Dr Mitchell told the participants that news reporting is now more dynamic than it has ever been. “You have to be able to keep abreast as the stories unfold. Social Media and live-streaming have to become your best friends; but you must always bear in mind that they can be the worst enemies, as we all know. That is where the vigilance of your craft comes into play.”
Telling the participants that they should always be conscious of the enormous responsibility that they carry, and the bountiful and dutiful roles that they play in the future of the region’s economies, he said that “Media houses and reporters must accept that the public should no longer have to wait on the evening news to get the details of what happened that morning, or afternoon, for that matter. We must find ways to bring real stories, in real time to real people.”
Dr Mitchell said that the media industry and organizations possess the most powerful voice in the Caribbean, and these voices can have both negative and positive impact. “The onus is on you to make certain that the voice is one of professionalism, leadership, truthfulness, and intelligence. We want you to adopt best practices and policies in the best interest of your media houses. That is your right. We only ask that you do it in a fair and a responsible manner,” he urged.
“Your job is not merely to be in a popularity contest. Your role is to seek the truth so as to edify the minds of the very people you are called to serve; not simply to sensationalize stories for public consumption or financial gain. This is not in the public’s interest,” he advised.

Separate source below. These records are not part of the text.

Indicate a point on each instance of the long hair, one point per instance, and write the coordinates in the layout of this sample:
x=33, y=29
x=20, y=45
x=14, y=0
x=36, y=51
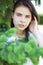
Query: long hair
x=33, y=11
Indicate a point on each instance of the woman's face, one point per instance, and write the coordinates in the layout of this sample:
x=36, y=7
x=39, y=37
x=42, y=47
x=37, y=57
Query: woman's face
x=22, y=17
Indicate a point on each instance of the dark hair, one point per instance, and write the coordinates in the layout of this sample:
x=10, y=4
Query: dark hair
x=28, y=4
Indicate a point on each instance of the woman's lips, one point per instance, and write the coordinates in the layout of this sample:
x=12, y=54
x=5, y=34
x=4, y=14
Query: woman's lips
x=20, y=25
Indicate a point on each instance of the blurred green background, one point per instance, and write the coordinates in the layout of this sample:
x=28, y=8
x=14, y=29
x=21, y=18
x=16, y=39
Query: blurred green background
x=6, y=7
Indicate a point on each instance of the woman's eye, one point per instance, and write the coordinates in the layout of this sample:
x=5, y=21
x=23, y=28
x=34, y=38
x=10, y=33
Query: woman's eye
x=27, y=16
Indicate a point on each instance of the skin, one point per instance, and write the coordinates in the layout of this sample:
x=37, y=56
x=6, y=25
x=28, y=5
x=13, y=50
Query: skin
x=21, y=19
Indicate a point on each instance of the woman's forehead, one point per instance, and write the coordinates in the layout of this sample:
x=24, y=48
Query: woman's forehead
x=22, y=9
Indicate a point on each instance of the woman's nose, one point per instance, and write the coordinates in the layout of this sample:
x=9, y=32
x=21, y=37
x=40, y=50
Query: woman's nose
x=23, y=19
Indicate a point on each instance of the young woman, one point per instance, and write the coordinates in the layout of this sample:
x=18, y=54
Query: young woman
x=25, y=20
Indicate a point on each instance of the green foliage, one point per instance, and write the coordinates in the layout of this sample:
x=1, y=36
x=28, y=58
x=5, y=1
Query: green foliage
x=41, y=19
x=16, y=52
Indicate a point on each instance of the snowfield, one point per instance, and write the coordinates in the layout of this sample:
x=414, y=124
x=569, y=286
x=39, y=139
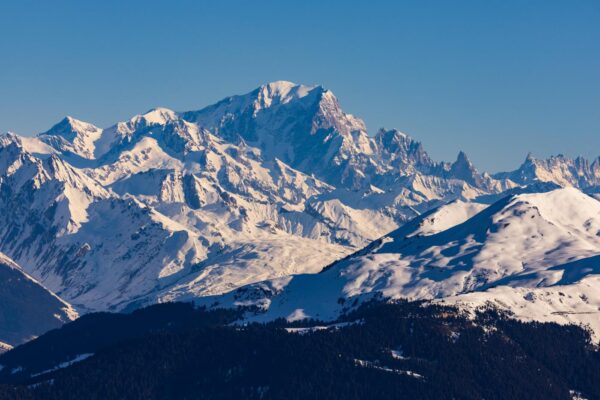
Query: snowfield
x=281, y=182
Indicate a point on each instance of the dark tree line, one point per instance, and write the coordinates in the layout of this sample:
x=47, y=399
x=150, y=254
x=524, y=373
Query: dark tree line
x=196, y=354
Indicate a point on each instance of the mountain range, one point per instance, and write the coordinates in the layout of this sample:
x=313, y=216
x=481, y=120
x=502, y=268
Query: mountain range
x=227, y=203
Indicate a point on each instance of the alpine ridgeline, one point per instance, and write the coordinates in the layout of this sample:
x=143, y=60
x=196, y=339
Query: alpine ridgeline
x=256, y=187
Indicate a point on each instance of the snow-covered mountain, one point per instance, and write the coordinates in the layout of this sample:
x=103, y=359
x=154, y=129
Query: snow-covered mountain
x=563, y=171
x=170, y=205
x=27, y=309
x=535, y=254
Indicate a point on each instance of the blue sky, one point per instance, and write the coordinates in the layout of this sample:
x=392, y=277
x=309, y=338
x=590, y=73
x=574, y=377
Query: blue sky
x=493, y=78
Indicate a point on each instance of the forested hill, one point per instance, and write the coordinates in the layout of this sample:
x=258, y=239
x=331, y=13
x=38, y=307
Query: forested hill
x=381, y=351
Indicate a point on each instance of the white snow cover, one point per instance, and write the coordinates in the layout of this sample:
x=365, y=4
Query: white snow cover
x=537, y=255
x=278, y=181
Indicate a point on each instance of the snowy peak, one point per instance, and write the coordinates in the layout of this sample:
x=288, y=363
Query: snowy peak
x=281, y=92
x=464, y=169
x=402, y=151
x=563, y=171
x=540, y=240
x=155, y=116
x=72, y=136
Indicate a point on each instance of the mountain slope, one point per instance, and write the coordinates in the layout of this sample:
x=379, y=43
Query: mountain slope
x=259, y=186
x=27, y=309
x=518, y=245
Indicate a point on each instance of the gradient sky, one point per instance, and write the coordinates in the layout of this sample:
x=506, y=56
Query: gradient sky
x=493, y=78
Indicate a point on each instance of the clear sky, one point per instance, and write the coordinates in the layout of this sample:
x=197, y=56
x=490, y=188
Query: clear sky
x=493, y=78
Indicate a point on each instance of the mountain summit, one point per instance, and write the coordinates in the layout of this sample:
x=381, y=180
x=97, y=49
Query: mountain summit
x=260, y=186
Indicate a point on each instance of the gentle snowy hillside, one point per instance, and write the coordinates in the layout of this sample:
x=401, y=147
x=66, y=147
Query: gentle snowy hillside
x=259, y=186
x=535, y=254
x=27, y=309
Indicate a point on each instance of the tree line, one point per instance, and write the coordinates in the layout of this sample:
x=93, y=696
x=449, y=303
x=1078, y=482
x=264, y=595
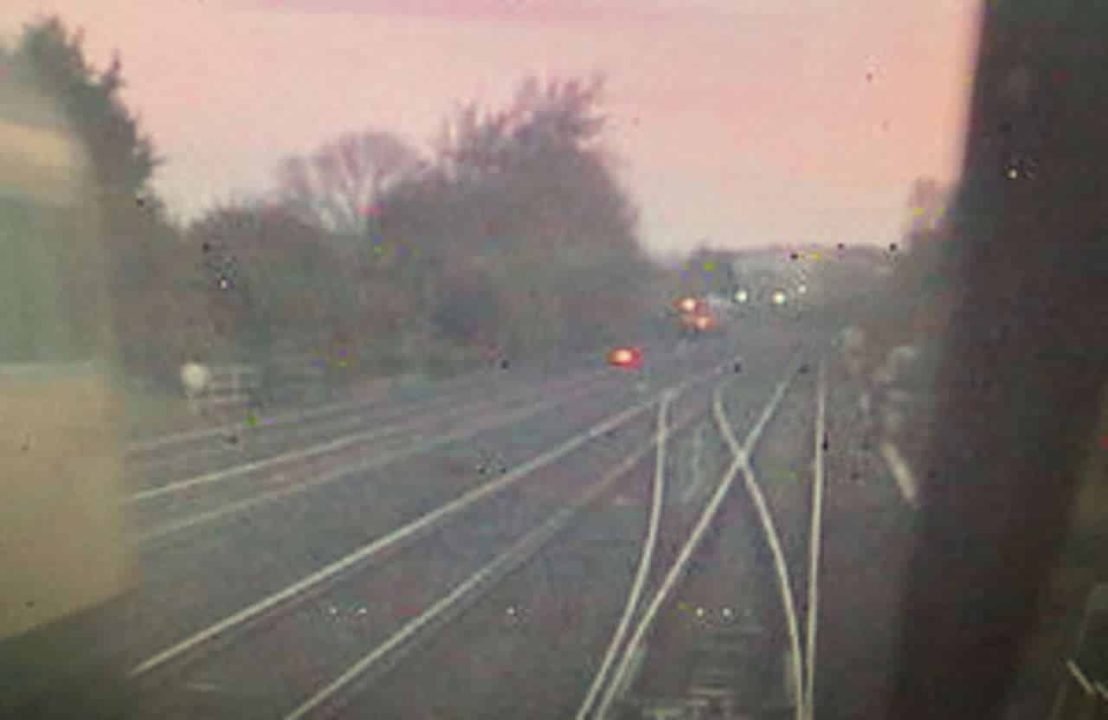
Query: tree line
x=510, y=239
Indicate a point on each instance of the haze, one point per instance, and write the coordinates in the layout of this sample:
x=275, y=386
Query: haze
x=735, y=123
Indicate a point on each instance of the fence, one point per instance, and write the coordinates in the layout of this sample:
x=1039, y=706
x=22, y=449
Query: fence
x=224, y=388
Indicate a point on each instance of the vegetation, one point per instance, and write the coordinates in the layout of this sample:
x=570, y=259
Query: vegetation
x=510, y=239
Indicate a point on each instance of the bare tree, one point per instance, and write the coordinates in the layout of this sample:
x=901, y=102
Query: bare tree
x=341, y=182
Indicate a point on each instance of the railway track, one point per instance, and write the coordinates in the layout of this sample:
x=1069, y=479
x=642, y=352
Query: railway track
x=329, y=633
x=289, y=603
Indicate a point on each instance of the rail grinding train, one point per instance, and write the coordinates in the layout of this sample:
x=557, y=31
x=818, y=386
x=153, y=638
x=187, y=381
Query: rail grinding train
x=64, y=563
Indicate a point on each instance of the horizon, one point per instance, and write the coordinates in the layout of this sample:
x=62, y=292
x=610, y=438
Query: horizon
x=711, y=147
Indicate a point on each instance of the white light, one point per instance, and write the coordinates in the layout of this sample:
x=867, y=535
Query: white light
x=195, y=377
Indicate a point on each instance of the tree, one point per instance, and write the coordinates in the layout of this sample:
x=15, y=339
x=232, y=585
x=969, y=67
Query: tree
x=526, y=237
x=341, y=182
x=123, y=157
x=158, y=318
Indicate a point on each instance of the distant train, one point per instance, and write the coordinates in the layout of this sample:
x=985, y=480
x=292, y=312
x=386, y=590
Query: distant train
x=698, y=316
x=63, y=556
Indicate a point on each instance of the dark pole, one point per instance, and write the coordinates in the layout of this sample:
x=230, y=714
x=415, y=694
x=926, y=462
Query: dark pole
x=1025, y=358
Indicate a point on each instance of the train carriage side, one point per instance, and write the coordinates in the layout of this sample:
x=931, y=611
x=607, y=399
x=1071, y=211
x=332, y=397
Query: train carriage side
x=64, y=565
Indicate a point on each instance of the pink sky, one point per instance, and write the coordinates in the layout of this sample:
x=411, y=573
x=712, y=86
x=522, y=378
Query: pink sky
x=742, y=122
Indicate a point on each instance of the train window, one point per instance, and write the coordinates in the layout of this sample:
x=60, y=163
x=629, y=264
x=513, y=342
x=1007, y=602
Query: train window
x=48, y=297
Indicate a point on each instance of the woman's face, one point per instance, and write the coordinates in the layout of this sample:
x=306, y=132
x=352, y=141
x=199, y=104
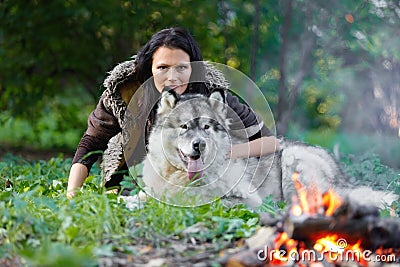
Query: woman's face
x=171, y=67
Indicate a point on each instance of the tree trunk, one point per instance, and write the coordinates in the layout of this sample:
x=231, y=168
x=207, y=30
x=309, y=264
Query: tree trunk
x=254, y=42
x=282, y=121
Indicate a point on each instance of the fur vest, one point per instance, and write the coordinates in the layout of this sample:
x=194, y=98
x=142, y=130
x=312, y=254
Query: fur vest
x=116, y=98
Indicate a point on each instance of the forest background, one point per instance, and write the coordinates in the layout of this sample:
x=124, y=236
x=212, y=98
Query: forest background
x=330, y=70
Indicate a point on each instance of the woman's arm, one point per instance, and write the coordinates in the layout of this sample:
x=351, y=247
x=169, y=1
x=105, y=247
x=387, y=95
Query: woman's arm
x=256, y=148
x=77, y=177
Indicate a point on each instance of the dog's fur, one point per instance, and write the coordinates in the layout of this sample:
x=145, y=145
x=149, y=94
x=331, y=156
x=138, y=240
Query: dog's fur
x=191, y=138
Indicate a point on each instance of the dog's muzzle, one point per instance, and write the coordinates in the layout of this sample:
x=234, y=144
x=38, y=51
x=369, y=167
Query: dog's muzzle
x=195, y=164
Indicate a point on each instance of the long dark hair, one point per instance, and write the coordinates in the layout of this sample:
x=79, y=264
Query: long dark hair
x=143, y=114
x=176, y=38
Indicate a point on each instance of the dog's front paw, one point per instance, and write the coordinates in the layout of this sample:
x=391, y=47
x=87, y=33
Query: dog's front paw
x=134, y=202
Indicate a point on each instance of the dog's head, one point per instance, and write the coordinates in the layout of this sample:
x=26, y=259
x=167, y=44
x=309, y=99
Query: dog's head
x=193, y=129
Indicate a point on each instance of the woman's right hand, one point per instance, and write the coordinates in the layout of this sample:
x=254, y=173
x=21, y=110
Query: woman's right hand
x=77, y=176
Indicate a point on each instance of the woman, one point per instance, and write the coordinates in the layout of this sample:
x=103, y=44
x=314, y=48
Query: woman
x=166, y=58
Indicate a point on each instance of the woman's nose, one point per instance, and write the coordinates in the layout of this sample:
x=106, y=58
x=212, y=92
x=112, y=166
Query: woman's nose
x=172, y=74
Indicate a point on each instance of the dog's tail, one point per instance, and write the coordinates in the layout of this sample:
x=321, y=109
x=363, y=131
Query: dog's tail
x=367, y=196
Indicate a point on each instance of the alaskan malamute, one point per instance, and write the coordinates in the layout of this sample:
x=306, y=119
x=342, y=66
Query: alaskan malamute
x=188, y=161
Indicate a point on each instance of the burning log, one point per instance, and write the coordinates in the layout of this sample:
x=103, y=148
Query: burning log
x=323, y=226
x=374, y=231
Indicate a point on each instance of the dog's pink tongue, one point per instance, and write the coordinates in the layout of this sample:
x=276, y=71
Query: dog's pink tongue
x=195, y=168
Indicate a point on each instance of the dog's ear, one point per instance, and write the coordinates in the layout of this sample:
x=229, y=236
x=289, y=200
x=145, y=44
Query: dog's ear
x=168, y=100
x=217, y=97
x=218, y=94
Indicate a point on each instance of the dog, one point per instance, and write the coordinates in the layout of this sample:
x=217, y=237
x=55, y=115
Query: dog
x=188, y=163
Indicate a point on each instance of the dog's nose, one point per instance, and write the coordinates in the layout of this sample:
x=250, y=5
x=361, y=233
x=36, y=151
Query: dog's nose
x=198, y=145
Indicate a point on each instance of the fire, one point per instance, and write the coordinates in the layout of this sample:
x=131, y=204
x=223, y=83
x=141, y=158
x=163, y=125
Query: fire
x=311, y=201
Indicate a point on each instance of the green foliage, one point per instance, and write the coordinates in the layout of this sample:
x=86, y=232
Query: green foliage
x=40, y=225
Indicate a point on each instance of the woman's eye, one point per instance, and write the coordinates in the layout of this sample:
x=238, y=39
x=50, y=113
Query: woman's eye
x=162, y=67
x=181, y=68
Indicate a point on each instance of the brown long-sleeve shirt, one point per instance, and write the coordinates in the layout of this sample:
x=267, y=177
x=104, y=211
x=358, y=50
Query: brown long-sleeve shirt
x=103, y=125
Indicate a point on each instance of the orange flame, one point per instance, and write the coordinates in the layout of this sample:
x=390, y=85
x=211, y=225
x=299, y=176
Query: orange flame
x=310, y=201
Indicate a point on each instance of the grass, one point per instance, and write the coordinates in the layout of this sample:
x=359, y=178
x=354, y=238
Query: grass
x=39, y=226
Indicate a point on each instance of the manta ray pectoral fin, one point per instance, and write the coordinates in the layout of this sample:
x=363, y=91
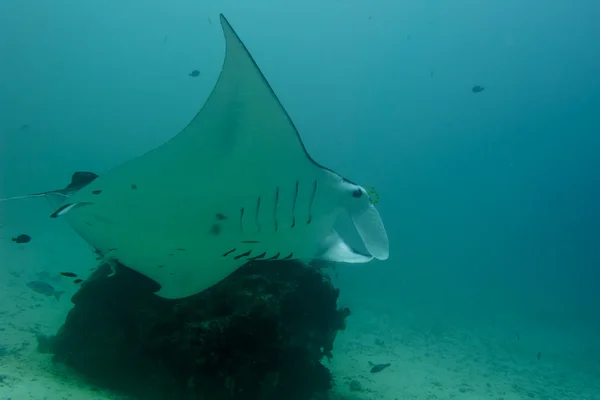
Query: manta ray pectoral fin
x=371, y=230
x=336, y=250
x=68, y=207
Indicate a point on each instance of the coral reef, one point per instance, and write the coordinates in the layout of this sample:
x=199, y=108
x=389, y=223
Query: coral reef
x=259, y=334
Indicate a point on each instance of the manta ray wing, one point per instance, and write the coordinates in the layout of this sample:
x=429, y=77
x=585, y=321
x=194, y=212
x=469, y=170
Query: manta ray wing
x=236, y=184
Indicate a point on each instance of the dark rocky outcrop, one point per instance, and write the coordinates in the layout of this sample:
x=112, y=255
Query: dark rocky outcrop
x=259, y=334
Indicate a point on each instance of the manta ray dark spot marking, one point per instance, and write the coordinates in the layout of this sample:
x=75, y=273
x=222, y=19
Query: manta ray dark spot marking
x=229, y=252
x=256, y=216
x=246, y=254
x=215, y=229
x=220, y=217
x=262, y=255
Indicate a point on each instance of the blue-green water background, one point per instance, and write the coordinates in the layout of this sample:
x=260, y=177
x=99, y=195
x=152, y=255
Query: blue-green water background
x=490, y=199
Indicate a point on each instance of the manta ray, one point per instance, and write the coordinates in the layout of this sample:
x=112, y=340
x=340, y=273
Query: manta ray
x=78, y=180
x=235, y=185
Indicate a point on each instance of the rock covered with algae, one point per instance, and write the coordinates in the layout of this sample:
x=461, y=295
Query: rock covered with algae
x=259, y=334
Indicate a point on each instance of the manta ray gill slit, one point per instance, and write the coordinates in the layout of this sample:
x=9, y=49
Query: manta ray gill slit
x=242, y=220
x=312, y=199
x=256, y=215
x=294, y=205
x=275, y=208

The Assembly, which began on Sunday with the historical China-Caribbean media exchange session, concludes on Friday with activities for the participants organized by the Grenada Tourism Authority. This is the first time a delegation from China is participating in the Assembly, and the opportunity was used to educate regional journalists about the media landscape in China. Five media houses had the opportunity to speak about the impact on the Chinese media industry, as well as initiatives undertaken to strengthen market share by using social media.
Among the topics discuss were: Programming Rights and responsibilities; Digital Transition — the Convergence of broadcasting and telecommunications and Communication Rights and Freedoms in the Caribbean; Constitutional Reform and Communications Rights in the Caribbean; the State of media freedom in the Caribbean; Digital Journalism and Media Freedom in the Caribbean and the Impact of Communications Rights on the enjoyment of all Human Rights.